When I was younger, about 11 or 12, I remember really wanting to buy other people gifts for their birthdays and for Christmas. I was old enough to understand the gratification of giving, rather than receiving, but I was too young to be able to buy anything really cool. I was never given an allowance or pocket money; I simply asked for money when I needed it (all within reason, of course). I remember buying friends lip glosses from the $2 shops, as well as books, pens, CDs, bath stuff and jewellery.
When it came to my parents, I ended up buying them things with their own money, which is kind of funny but really, really pointless in hindsight. I remember buying my mum a really cheap necklace of her star sign, Aquarius. For my dad, I remember one Christmas gifting him a ring binder and rewriteable CDs. I remember he held them up in a victory-like pose and thanked me with a great, wide smile on his face, even though he had more than enough ring binders and blank CDs to choose from already.
To this day, I still struggle with gifts for my dad. Last year I bought him new headphones, which very much disappeared in comparison to the gift I bought my mum – tickets to see Mary Poppins, the musical. Naturally, he didn’t say anything or show any sort of resentment. He is my dad, after all. For his birthday I got him a massage at one of the city’s most luxurious spas and he enjoyed it but I don’t think he wants to experience something like that again. What I really wanted was to buy him a holiday, even just to Sydney, because the last time he and my mum went overseas was 13 years ago when we all went on a family trip to Los Angeles. Unfortunately I don’t quite have the money for that (yet) but I’m hoping within the next year or two I’ll be able to make that happen.

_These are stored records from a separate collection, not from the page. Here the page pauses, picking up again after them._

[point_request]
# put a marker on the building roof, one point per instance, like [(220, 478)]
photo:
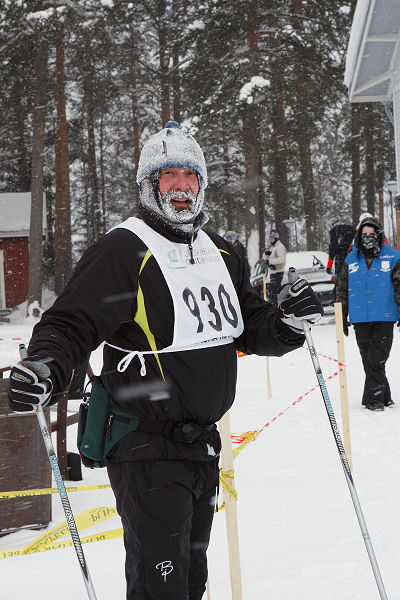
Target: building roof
[(373, 50), (15, 214)]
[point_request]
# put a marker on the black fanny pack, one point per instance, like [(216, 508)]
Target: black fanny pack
[(101, 425)]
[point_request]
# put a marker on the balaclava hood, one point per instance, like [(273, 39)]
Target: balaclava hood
[(374, 248), (171, 147)]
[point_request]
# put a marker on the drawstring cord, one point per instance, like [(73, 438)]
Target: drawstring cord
[(191, 250), (127, 359)]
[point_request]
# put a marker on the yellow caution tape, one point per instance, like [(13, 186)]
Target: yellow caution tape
[(226, 485), (46, 491), (245, 443), (99, 537), (82, 521)]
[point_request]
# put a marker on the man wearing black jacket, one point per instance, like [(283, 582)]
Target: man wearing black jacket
[(172, 304)]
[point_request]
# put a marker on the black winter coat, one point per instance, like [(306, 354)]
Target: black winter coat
[(100, 303)]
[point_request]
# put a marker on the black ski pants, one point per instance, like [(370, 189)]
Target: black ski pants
[(167, 509), (274, 287), (375, 342)]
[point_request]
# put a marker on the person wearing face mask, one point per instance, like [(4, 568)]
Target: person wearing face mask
[(173, 303), (369, 290)]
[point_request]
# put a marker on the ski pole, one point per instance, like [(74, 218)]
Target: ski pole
[(62, 491), (342, 453)]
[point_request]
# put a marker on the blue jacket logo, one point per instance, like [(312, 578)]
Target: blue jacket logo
[(385, 265), (353, 267)]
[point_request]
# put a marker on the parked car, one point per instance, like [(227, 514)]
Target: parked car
[(310, 264)]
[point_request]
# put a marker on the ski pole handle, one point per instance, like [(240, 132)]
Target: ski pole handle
[(69, 515), (292, 275), (23, 352)]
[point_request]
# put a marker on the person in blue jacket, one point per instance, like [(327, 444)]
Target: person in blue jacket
[(369, 290)]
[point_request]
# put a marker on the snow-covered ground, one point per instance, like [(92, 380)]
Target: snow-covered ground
[(299, 536)]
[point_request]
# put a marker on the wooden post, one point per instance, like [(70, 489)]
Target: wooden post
[(343, 382), (230, 508), (269, 391)]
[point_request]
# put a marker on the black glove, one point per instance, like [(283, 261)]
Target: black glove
[(29, 385), (346, 325), (299, 303)]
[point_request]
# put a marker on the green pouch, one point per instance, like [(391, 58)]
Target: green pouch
[(101, 426)]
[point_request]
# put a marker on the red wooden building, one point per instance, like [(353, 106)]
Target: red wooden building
[(15, 212)]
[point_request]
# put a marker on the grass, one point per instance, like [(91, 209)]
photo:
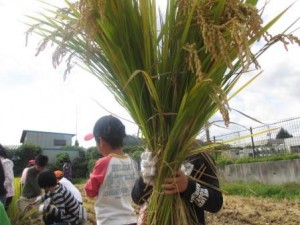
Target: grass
[(289, 191), (223, 160)]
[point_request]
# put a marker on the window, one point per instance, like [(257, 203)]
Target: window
[(59, 142)]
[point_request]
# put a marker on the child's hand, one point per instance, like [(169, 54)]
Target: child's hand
[(176, 184), (148, 169)]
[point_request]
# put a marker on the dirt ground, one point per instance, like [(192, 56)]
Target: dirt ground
[(244, 211), (256, 211)]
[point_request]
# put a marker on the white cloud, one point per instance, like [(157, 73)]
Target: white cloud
[(34, 96)]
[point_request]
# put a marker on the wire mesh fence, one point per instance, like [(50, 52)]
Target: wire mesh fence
[(265, 140)]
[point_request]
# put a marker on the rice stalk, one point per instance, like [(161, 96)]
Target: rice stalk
[(172, 73)]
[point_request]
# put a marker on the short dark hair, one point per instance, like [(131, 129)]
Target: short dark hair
[(47, 179), (111, 129), (41, 160), (2, 151)]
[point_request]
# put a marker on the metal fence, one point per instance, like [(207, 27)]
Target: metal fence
[(265, 140)]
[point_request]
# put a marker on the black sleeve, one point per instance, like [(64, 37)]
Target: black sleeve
[(141, 191), (203, 189)]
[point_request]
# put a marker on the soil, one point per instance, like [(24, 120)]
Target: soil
[(244, 211), (256, 211)]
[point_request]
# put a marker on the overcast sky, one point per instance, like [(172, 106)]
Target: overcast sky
[(34, 95)]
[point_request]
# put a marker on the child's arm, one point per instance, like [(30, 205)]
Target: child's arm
[(93, 184)]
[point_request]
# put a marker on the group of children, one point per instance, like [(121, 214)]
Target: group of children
[(115, 183)]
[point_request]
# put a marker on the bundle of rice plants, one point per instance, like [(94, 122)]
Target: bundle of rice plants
[(171, 71)]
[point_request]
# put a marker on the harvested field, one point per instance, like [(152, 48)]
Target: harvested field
[(256, 211), (243, 211)]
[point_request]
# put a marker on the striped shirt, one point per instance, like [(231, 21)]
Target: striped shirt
[(66, 206)]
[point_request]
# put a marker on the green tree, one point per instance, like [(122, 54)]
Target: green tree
[(23, 154), (282, 133), (61, 158)]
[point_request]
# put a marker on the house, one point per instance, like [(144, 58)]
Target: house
[(51, 143)]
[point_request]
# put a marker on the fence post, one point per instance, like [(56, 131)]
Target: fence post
[(252, 141)]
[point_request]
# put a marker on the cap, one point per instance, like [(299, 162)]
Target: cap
[(31, 162), (110, 128), (58, 173)]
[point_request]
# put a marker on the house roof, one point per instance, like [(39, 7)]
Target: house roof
[(47, 132)]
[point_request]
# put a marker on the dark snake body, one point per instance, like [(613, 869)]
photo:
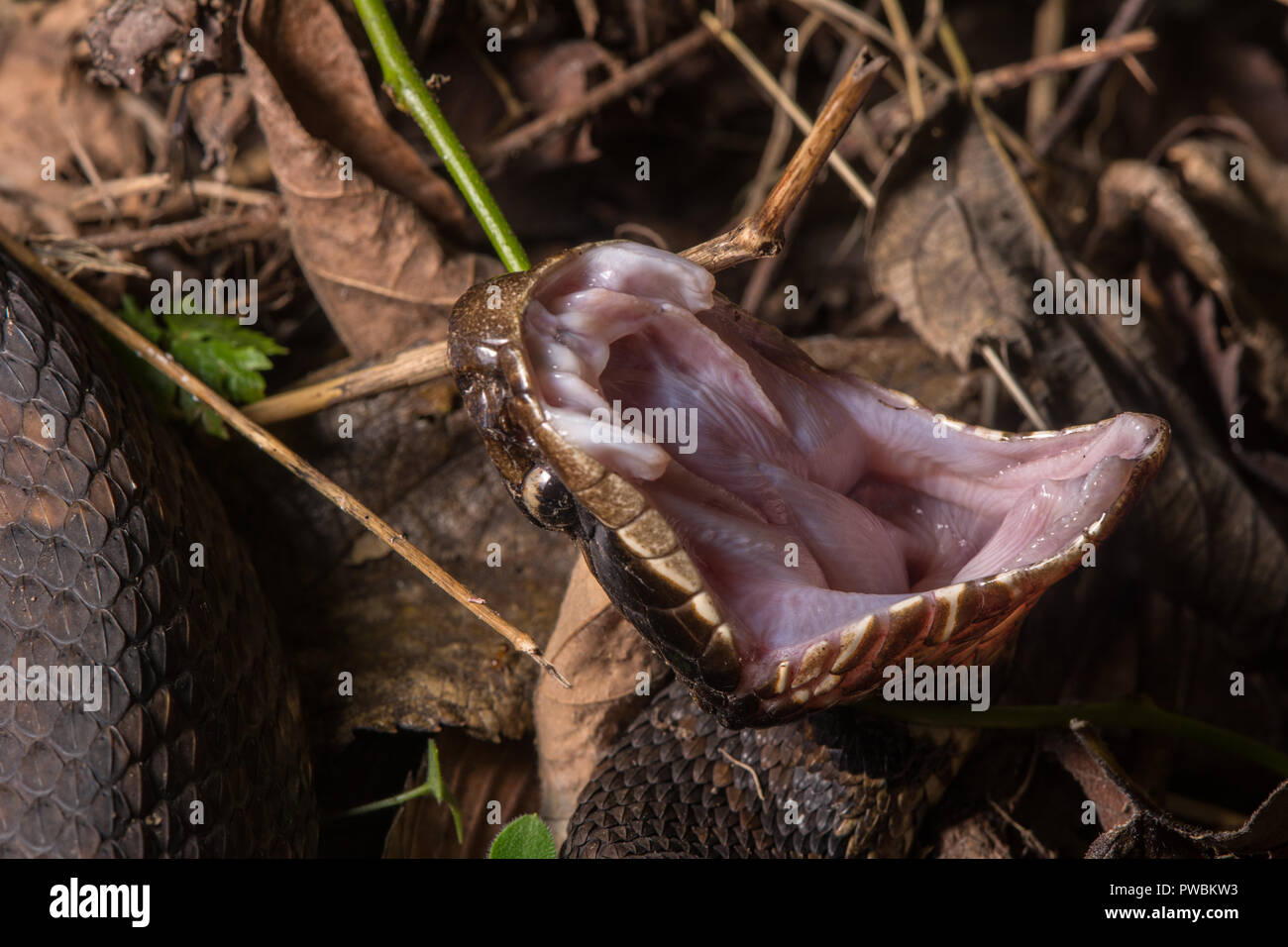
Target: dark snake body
[(99, 506), (838, 784)]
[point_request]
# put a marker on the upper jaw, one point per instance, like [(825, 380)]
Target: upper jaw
[(661, 527)]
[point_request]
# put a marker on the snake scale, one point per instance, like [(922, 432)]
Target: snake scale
[(198, 744), (782, 536), (822, 531)]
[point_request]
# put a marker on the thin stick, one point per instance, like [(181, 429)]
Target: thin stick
[(257, 223), (907, 54), (1047, 34), (872, 29), (604, 93), (1089, 80), (283, 455), (411, 368), (771, 85), (410, 94), (761, 235), (993, 81), (147, 183), (995, 361)]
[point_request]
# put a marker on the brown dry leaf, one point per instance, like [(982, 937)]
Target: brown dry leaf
[(373, 248), (601, 655), (419, 660), (1210, 541), (953, 254), (347, 603), (50, 111), (1133, 827), (1134, 188), (478, 775), (220, 107)]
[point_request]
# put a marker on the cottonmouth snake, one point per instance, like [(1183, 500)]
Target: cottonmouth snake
[(815, 534), (198, 745)]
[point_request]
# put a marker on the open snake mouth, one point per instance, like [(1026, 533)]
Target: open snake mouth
[(833, 526)]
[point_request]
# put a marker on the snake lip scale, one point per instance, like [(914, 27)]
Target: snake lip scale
[(818, 527)]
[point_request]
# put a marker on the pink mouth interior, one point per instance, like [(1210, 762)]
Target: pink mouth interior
[(880, 499)]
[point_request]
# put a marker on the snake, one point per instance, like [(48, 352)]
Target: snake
[(146, 705), (787, 539), (778, 534)]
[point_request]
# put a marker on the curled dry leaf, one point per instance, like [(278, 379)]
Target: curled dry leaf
[(50, 112), (220, 107), (936, 241), (945, 250), (603, 656), (373, 247)]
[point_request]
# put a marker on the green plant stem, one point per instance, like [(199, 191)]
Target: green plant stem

Nowadays, I’ve been utilising my newfound love of cooking to make food for my parents that they may not ever eat or very rarely eat if I didn’t make it for them – special “treats” if you will. For Mother’s Day, I made lemon drizzle cake. For Father’s Day this year (last weekend for us Kiwis), I made two desserts: black sesame panna cotta and black sesame creme brulee.
My dad has a penchant for black sesame, if you hadn’t figured out already, and I’ve been saying ever since I first made creme brulee that I would make a black sesame variation just for him. Well, for some reason, I thought I’d try panna cotta first. I found what seemed like a really good recipe and I thought it would be a bit healthier than creme brulee, so I went for it.
I kind of wish I hadn’t.
Following the measurements, ingredients and method in the recipe exactly, I created something that was really tough, hard and completely unpleasant to eat. It was like ingesting black sesame flavoured rubber. I personally think it’s the amount of agar agar the recipe called for. I didn’t have the common sense at the time to look back on my green tea panna cotta and see what I could do better from there, which probably would have helped quite a bit.
Anyway, what’s done is done, rubbery dessert and all. I would be keen to try this dessert again but would, hopefully, remember to use less setting agent.
With this failed experiment and the accompanying sense of disappointment that I wasn’t able to pull through for my dad, I turned to my dearest, most velvety smooth love, creme brulee. I followed the recipe and method by Nigella Lawson – perfect for those times when you really want to make creme brulee but just cannot be bothered turning on the oven (that can’t just be me, right?!) – and guesstimated how much black sesame I used. I think I used about 3 tablespoons for half the amount of ingredients in the Nigella recipe. By the way, you can buy black sesame powder from Asian supermarkets. I’m not sure if they have different “finenesses” of powder but I’d imagine a finer powder would work best.
It turned out fantastic and it made my dad really happy, which was the main point. The colour is really off-putting – grey doesn’t really flatter any sort of food – but other than that, there’s really nothing I would change about it.
Happy Father’s Day Dad. I hope this makes up for all those redundant presents I got you in the past!